Are you surprised how many drugs they had available in the 1800s? I can’t believe how many narcotics they sold in corner stores. These days, doctors and scientists are continually working on adding new pain medicines to the list.


  1. Mercedes says:

    Hi, I’m in 4th grade doing a Gold Rush newspaper article. I’m also building a boomtown building for my article. I’m the Doctor of the town so I’m doing a ad in the paper for my building. This really helped me beacause I had no idea what the would use for pain.So Thanks!

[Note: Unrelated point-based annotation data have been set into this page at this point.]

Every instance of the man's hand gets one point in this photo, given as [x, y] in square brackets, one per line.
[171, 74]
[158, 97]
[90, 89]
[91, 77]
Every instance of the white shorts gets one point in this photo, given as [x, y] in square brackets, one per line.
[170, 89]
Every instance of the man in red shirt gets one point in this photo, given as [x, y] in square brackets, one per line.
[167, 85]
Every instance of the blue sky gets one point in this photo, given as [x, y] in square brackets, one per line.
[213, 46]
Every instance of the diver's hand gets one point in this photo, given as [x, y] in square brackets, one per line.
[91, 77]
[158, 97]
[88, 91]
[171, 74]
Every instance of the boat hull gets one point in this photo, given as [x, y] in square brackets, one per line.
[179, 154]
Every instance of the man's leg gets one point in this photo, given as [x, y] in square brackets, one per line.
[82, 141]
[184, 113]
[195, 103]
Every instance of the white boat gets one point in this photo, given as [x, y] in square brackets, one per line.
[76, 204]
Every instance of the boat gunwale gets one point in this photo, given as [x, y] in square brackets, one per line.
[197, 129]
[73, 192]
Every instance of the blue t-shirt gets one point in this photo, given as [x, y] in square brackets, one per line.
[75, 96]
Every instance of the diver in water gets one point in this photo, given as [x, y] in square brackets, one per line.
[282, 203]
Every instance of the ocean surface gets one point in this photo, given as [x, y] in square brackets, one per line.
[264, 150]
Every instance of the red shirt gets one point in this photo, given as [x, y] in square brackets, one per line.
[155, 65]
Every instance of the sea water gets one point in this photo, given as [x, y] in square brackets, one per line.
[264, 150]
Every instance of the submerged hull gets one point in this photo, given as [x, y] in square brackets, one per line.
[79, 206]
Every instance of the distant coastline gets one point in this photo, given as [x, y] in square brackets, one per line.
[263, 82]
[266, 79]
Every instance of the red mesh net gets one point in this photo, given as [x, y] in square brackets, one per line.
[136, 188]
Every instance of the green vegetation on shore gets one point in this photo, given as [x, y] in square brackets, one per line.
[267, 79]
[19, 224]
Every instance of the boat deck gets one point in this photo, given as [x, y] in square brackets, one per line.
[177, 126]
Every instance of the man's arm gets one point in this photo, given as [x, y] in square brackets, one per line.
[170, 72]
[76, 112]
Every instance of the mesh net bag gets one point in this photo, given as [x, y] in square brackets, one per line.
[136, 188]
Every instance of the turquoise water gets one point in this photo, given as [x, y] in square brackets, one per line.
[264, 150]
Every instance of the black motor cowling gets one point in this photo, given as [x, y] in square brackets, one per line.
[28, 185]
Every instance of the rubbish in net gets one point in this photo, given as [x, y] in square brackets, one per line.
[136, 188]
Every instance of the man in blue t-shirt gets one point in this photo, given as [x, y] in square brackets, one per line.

  2. Pingback: The History of Addiction in America: An Opioid Epidemic Over Centuries

  3. Justin C. says:

    This is great. For a class I am in, I have to do something creative dealing with the 1800’s. We were given old newspaper articles, old diaries, and scrapbooks to look through to get ideas. For my project, I am going to create my own fictional characters and journal entries. Their entries will be about drugs they used back then. This helps a lot! Thank you.

    Liked by 1 person

  4. Don A Clarke says:

    Thank you, your article was very informative and interesting. Back in 1964 I was eight years old and while investigating the dilapidated ruins of an old mountain cabin, I found an old empty bottle with the word “Capudine” on it. (No other writing or markings) I knew it was an old bottle, because it was a cork-top. (Although the cork was missing.) I tried for years to find out “Capudine” was with no success. However, a few months ago I found it on the Internet. I was a pain preparation. Manufactured ca 1930, according to the website. However, the bottles shown on the website show screw caps and since mine was a cork-top, I’ve wondered if it wasnt pre-1900 and therefore, also a pain medication of the 1800s? Would you be able to shed any light on this? Thanks. Below is the website link to the Capudine info I found.


    • Kate Bridges says:

      Hi Don,

      Glad you liked my article. In my research of the 1800s, I’ve never come across Capudine, so I tend to believe it was developed after 1900. I see by the ingredients that it was a combination of pain relievers and a sedative. You made an interesting find.